僕自身はTwitterもやっているけれど、特定個人に向けた誹謗中傷は行っていません。但し、繰り返し執拗にでは全くないけれど、批判はした事があります。
このブログでも栗城史多さんの批判記事は多いし。

批判と誹謗中傷は異なる。

これが僕の持論でもあります。批判の中に自分なりの倫理観、道徳観、規範を持っている。

不正や嘘、誇張しすぎた表現に対して批判を行っている。

SNS上では、インフルエンサーと呼ばれる人たちが、所謂アンチに向けて「裁判だ」「これからは訴えるぞ」と騒がしい。

自己正当化の道具として、一種の言論弾圧のように利用してしまうのは如何なものかと思う。

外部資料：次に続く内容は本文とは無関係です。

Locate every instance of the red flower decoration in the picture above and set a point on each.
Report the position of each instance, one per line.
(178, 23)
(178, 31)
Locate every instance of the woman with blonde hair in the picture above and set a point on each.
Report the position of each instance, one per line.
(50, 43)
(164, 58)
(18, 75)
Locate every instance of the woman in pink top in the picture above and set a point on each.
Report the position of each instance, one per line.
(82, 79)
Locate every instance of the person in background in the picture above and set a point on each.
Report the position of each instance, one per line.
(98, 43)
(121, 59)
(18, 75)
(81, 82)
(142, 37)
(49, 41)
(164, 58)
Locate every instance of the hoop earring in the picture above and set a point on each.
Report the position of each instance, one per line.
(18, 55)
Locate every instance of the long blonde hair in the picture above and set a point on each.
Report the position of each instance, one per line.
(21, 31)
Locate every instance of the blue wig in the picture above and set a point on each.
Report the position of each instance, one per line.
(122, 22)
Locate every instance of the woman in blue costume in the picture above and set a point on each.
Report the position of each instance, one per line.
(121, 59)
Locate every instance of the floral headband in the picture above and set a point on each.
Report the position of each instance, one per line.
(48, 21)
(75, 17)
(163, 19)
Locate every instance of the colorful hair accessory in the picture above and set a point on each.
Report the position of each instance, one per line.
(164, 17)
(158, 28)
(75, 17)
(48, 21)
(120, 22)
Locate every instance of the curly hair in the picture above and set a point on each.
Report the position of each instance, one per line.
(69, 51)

法改正の動きもあるようですし、SNS投稿の監視化、規制化の動きもあるようです。今後どうなっていくのでしょうか?

批判と誹謗中傷の線引きをはっきりさせておかないと、法に触れる触れないだけの意味ではなく、倫理的、道徳的に如何なものかと思われるような、人を陥れるような発言も言いたい放題になってしまいます。

繰り返しますが、批判とは

良い所と悪い所をはっきり見分け、評価・判定すること。

物事に検討を加えて、判定や評価をすること。

言動や仕事などの誤りや欠点を指摘し、正すべきであるとして論じること。

誤りがあれば訂正し、上位互換の意見があればアップデートすればいい。謝る必要があるときは謝ればいい。

意見や物言い全てが悪になってしまうようなことは避けなければいけないと思います。

批判力 フェイクを見抜く最強の武器

SNSで良くも悪くも見受けられる、批判に対しての反論「批判する奴は暇人」「誹謗中傷に時間を使うぐらいなら、自分の成長のためになることをしよう」

こういったことを言う人間は、非難や誹謗中傷と批判の区別ができていません。